It’s been three days now, I can’t find the remote. The trips to the TV are beginning to wear me out. Last night alone, I was sentenced to watching comedians that are not funny any more because I am tired of those trips to the TV.
I have turned everything in the house upside down, inside out, but the remote seems to have mastered its hide and seek skills, I wish it was a phone; I would just call it and find it.
Thinking of what I can do to save this situation, my mind wonders and I catch myself pondering on the things whose value I realized only after I had lost them.
It never occurred to me that a matchbox held the future of my supper in its hands until one day when I came back home with pangs of hunger, dashed to the kitchen; gas was there, the tomatoes and onions were there, the spaghetti was ready to be cooked-only to look for the match box in vain and to make matters worse, the shops in the neighborhood were closed.

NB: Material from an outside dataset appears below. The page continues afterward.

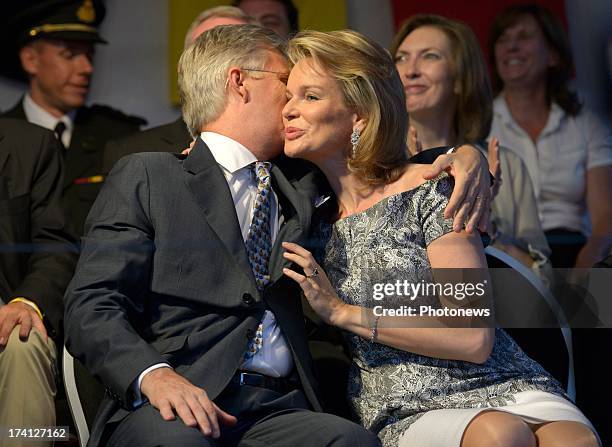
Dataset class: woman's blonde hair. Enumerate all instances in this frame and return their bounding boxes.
[391,14,493,144]
[288,30,408,184]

Then, I remembered the night when the “askari” almost shot me because he thought I was a thief breaking into my house – I had forgotten my keys at office- office was closed, home was closed- my phone battery was dead. I slept on the veranda only to be greeted with judgmental looks at office the following morning when I appeared at office in the same clothes looking haggard.
When I received a phone call that one of my friends was dead, I was grieved but most of all, I was guilty, this was October of another year but I had not replied to his Christmas Facebook message- how could I have known that was going to be his last Christmas?
Then one morning, I boarded a taxi only to realize that I had forgotten the purse at home; good thing is that this particular handbag I was holding had a hole in it, so coins had been dropping inside the lining. I tore the hole a little more so I managed to get a hold of some, I counted the coins three times but the results were the same- the total was nine hundred shillings, to reach my destination without any hassle; I needed one hundred shillings more – my heart and mind went on a steeple chase. The last thing I wanted to do that morning was fight with a conductor. Desperate times call for desperate measures. I was seated between two ladies, but the one on my right seemed like the more approachable one. I turned and gave her a sheepish look, cleared my throat and mumbled. “What are you saying?” she asked loudly. I turned exploring the taxi with my eyes praying and hoping that no one was eavesdropping. I stammered as I narrated my ordeal. I could feel her eyes piercing through my forehead after a long stare; she gave me two hundred shilling accompanied with these words, “Next time learn how to greet people.”
Even though I have not found the remote yet, I thank God for the days I had it and above all that its disappearance has reminded me of the valuable lesson of treasuring the things I have when I still have them.